India lags in biomass co-firing targets

This recalcitrance by power manufacturers has prompted the government to consider cutting coal supply to non-compliant plants

October 04, 2022 04:27 am | Updated 04:27 am IST - NEW DELHI

The Power Ministry wants to cut down on the use of fossil-based fuels like coal.

The Power Ministry wants to cut down on the use of fossil-based fuels like coal. | Photo Credit: AFP

India has been severely lagging in ensuring that at least 5% of coal used in thermal plants was mixed with biomass despite guidelines mandating them to do so. This recalcitrance by power manufacturers has prompted the Power Ministry to consider cutting coal supply to non-compliant plants, it emerged from the proceedings of an inter-ministerial meeting of the Environment, Agriculture and Power Ministries on Monday.

The Power Ministry in October 2021 had decreed that all thermal power plants ensure 5% compliance by October 2022. Biomass pellets have the same calorific value as coal and mixing them with coal saves consumption as well as reportedly cuts emissions.

The meeting to review progress of biomass co-firing in thermal power plants was held in New Delhi to prepare for the coming post-monsoon season that saw farm fires in north India and worsening air pollution. Biomass from stubble, which is often burned by farmers in open fields, can be used in coal plants to reduce pollution.
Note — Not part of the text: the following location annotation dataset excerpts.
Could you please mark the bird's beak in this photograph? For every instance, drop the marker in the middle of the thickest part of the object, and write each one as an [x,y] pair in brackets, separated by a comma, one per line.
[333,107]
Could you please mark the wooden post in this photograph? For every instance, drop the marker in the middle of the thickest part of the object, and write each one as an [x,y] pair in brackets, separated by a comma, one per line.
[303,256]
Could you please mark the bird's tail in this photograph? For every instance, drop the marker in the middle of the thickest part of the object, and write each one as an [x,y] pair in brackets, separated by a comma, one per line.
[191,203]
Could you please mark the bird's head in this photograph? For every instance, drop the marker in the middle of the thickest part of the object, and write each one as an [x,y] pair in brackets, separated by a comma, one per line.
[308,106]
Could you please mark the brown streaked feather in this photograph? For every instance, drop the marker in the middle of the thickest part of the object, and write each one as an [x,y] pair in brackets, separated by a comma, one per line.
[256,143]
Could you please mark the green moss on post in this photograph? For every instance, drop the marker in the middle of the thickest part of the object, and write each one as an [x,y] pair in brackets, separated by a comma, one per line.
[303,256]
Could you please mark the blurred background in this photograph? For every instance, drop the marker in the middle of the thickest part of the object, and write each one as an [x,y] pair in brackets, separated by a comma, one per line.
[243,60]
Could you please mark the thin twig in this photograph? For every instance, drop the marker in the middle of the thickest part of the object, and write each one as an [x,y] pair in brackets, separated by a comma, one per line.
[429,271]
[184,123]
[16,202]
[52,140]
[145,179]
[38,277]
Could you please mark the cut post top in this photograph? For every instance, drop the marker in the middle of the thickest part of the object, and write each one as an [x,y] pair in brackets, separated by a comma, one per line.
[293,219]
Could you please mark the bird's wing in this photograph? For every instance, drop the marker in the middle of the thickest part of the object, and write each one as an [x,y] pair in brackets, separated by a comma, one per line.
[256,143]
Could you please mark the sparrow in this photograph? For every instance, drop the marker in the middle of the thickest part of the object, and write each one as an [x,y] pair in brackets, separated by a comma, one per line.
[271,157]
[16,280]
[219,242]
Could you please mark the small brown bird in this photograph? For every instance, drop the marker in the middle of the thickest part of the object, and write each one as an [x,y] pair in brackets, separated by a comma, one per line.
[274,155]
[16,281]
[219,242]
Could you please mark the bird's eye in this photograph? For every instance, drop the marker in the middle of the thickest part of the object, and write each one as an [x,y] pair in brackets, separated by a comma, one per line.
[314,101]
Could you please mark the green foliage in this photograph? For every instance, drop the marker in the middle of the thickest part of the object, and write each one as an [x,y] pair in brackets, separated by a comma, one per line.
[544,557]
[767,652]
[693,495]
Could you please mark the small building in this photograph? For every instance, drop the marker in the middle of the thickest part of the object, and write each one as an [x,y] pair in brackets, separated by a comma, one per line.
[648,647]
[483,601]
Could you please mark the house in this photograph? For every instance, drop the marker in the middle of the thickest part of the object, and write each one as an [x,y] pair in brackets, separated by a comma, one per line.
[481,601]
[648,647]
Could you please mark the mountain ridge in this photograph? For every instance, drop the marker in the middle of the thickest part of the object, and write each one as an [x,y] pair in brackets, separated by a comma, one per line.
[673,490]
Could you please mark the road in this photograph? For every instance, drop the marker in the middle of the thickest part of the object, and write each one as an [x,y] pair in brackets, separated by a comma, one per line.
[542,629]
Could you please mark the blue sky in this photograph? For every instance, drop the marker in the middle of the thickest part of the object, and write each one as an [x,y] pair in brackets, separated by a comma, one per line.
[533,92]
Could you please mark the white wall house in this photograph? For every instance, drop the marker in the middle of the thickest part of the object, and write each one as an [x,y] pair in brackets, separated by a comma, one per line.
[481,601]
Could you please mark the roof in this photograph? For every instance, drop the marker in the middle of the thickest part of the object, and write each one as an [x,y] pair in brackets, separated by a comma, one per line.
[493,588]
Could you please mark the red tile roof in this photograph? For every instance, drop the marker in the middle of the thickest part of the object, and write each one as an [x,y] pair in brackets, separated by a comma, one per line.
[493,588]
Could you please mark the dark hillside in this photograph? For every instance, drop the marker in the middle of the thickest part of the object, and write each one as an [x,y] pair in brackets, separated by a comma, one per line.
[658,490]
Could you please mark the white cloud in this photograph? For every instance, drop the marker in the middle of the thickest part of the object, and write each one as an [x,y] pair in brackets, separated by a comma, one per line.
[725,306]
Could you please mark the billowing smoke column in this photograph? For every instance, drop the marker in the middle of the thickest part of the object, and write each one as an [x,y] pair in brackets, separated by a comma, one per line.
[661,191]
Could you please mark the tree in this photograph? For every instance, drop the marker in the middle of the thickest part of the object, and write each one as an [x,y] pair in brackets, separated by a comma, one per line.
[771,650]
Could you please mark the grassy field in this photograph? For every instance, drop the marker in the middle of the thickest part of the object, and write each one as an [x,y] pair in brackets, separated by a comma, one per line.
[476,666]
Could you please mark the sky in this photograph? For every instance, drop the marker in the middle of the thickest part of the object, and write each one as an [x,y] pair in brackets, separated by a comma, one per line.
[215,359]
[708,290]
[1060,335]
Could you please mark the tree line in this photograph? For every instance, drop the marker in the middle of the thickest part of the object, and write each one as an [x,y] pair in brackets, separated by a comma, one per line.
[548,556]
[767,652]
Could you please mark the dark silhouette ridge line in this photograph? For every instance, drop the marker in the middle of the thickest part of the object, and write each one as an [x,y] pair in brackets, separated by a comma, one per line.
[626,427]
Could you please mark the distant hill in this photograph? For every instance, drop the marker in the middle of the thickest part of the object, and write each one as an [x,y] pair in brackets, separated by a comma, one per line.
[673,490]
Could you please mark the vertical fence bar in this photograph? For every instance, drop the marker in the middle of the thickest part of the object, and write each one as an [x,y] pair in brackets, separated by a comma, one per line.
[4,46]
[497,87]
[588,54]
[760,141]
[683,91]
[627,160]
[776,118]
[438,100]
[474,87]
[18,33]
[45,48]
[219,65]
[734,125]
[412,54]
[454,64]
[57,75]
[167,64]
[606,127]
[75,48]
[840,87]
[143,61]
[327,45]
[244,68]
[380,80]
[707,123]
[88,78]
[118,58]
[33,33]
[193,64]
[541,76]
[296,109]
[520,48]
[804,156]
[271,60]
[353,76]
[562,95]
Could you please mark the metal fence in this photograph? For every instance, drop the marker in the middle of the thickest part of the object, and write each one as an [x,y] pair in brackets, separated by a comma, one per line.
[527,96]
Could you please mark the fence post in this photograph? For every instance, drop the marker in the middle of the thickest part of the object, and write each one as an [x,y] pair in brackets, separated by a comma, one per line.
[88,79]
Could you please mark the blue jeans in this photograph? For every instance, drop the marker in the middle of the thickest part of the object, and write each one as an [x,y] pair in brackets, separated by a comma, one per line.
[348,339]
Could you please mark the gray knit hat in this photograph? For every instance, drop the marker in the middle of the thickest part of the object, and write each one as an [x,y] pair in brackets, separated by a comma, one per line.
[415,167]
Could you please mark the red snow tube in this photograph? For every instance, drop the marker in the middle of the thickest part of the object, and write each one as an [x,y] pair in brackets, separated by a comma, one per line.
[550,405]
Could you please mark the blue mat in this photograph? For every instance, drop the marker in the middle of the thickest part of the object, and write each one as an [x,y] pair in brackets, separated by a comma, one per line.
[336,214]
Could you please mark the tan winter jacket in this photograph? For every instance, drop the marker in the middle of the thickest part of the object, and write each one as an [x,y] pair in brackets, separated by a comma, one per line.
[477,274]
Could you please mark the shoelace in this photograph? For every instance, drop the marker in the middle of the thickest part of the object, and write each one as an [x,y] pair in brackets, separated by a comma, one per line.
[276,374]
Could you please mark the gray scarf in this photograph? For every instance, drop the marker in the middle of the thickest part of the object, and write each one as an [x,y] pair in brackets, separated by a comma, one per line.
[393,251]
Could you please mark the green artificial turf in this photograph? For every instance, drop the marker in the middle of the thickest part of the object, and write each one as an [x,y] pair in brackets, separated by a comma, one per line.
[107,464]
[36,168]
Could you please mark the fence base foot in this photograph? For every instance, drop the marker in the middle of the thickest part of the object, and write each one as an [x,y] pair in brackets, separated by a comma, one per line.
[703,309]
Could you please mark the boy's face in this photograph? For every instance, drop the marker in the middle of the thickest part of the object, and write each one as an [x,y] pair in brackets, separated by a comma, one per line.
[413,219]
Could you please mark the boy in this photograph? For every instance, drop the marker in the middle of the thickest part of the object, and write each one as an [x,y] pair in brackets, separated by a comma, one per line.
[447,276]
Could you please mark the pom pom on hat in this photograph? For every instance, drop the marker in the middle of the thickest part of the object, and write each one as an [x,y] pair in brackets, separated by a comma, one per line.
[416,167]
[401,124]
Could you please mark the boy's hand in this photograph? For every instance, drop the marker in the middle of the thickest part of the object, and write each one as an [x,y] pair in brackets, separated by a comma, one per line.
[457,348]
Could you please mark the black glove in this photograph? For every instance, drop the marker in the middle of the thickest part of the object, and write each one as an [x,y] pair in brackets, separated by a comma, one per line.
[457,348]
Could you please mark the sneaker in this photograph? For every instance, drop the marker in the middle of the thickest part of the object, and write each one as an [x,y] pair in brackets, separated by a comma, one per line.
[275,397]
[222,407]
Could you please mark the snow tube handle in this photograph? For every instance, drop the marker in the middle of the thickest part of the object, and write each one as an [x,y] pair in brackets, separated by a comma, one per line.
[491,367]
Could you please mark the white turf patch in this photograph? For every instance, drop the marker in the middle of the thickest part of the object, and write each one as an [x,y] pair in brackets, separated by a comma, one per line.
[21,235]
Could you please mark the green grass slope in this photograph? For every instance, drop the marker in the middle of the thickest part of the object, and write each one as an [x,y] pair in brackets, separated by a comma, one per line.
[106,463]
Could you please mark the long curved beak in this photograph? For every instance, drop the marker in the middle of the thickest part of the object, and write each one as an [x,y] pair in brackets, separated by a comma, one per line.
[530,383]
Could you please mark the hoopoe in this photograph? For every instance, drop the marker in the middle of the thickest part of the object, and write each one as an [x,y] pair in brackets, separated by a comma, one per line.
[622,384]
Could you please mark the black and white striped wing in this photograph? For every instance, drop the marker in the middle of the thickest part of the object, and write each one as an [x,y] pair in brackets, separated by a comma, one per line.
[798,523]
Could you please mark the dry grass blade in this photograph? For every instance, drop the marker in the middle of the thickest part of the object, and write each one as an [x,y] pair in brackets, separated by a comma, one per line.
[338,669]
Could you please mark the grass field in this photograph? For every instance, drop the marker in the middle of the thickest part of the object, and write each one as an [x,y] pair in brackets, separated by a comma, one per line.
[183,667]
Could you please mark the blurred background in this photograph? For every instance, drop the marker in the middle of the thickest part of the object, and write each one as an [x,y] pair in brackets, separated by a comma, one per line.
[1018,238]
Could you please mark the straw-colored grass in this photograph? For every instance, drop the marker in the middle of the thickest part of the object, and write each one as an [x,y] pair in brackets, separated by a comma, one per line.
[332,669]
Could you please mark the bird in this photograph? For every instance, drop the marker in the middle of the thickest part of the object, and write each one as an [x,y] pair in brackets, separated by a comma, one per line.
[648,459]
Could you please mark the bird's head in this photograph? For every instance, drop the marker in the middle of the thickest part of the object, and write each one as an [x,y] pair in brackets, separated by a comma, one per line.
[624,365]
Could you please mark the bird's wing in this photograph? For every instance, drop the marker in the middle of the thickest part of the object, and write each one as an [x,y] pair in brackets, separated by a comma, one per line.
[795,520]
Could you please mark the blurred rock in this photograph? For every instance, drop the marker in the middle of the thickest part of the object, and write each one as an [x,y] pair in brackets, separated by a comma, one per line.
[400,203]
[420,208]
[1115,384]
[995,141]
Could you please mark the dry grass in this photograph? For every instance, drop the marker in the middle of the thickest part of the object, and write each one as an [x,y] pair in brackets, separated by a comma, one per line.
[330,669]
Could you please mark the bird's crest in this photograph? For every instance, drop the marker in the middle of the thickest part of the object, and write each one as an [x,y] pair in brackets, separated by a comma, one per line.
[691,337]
“It was also emphasised that the Power Ministry would consider reduction in coal supply for those thermal power plants that do not comply with the policy on biomass co-firing. Sufficient emphasis was given on the fact that the health and safety of the citizens was topmost priority and no one has the right to put innocent lives in danger,” said a government statement on the proceedings of the meeting.

The meeting was co-chaired by Environment Minister Bhupender Yadav and Power Minister R.K. Singh. It included senior officials from all Ministries and departments in charge of coordinating drives against air pollution.

In 2020-21, only eight power plants had co-fired biomass pellets, and this number had risen to 39 as of Monday. To put that number in perspective, India has around 180 thermal power plants. In the Delhi-NCR region, a hotbed of air pollution, 10 thermal power plants had started co-firing with biomass and coal. As of Monday, 83,066 tonnes of biomass have been co-fired in 39 thermal power plants across the country and has generated close to 55,390 MW of power.